We have scheduled pipelines + we have some internal tooling which uses Gitlab API to visualise most recent pipelines on most recent commits, to fit out workflows. The scheduled pipelines run every N minutes to check if there's something to do, but sometimes no new commits are merged for hours, so the scheduled pipeline runs over and over all the time on the same commit. (A restrictive cron schedule is not a very good solution here, because it's difficult to know upfront during which hours the PRs would be merged).
This simply adds noise and complexity to the tooling to filter out the pipelines that were effectively no-op.
Having a simple checkbox to "do not run the schedule if no new commits" would be very useful to avoid the noise.
I haven't yet validated it, but thinking a bit more about it, the repeated scheduled pipelines could perhaps be skipped programmatically, although in a bit convoluted way:
A scheduled pipeline, once successful (in .post phase?), creates & force-pushes a git tag named LATEST_SCHEDULE_RUN pointing to the current sha ($CI_COMMIT_SHA).
All jobs in that scheduled pipeline have a rule which makes them show up only if there are any changes compared to that tag:
Also needing this feature.
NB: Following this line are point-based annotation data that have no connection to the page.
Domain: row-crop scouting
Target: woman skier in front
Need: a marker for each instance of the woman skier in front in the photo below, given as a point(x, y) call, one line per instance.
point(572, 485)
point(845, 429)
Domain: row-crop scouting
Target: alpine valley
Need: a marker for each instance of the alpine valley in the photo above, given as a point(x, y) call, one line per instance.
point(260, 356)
Our job runs quite long (3 hours, it's a game project), so it's rather annoying that it does it when it's not needed, blocking other jobs from completing since our concurrency limit is 1
+1 to this: we have a long nightly pipeline (~12 hours), so avoiding rerunning it on same commit is very desirable.
FYI: Jenkins does this automatically.
It would be beneficial if we can have this.
For us (@AOMediaCodec), this is a very important and useful feature for nightly testing and for reliable migration from Jenkins to GitLab.
but if we are trying to run it from the pipeline of the schedule, it's not really reliable since the value will already be replaced by the time the pipeline runs, and we still need to basically have 1 .pre job to check this and skip everything else instead of being able to not create the pipeline at all.
Currently, we already have a workaround, Basically what we did is tracking the current COMMIT_SHA on the pipeline schedule Env Variable via GitLab API. Then have the rules like this
rules:if:$PREVIOUS_COMMIT_SHA != $CI_COMMIT_SHA
But since GitLab 14.8 editing schedule can only be done by the schedule owner.
It's quite tricky for us as our bot account with the personal access token that we are using to call the GitLab API needs to take ownership first before it can track the current COMMIT_SHA on the schedule pipeline env variable, and the original owner needs to take ownership of the schedule first if they need to edit the schedule variable, and they also need to be repo maintainer first in order to be able to take ownership of the schedule.
It would be really helpful if there's a built-in option for this.
But there's also a downside of using this approach, when a new schedule pipeline is running before the last one is finished, the $PREVIOUS_COMMIT_SHA might not have been updated on the schedule pipeline env variable, and it will still run on the same commit SHA, even though it has been running previously.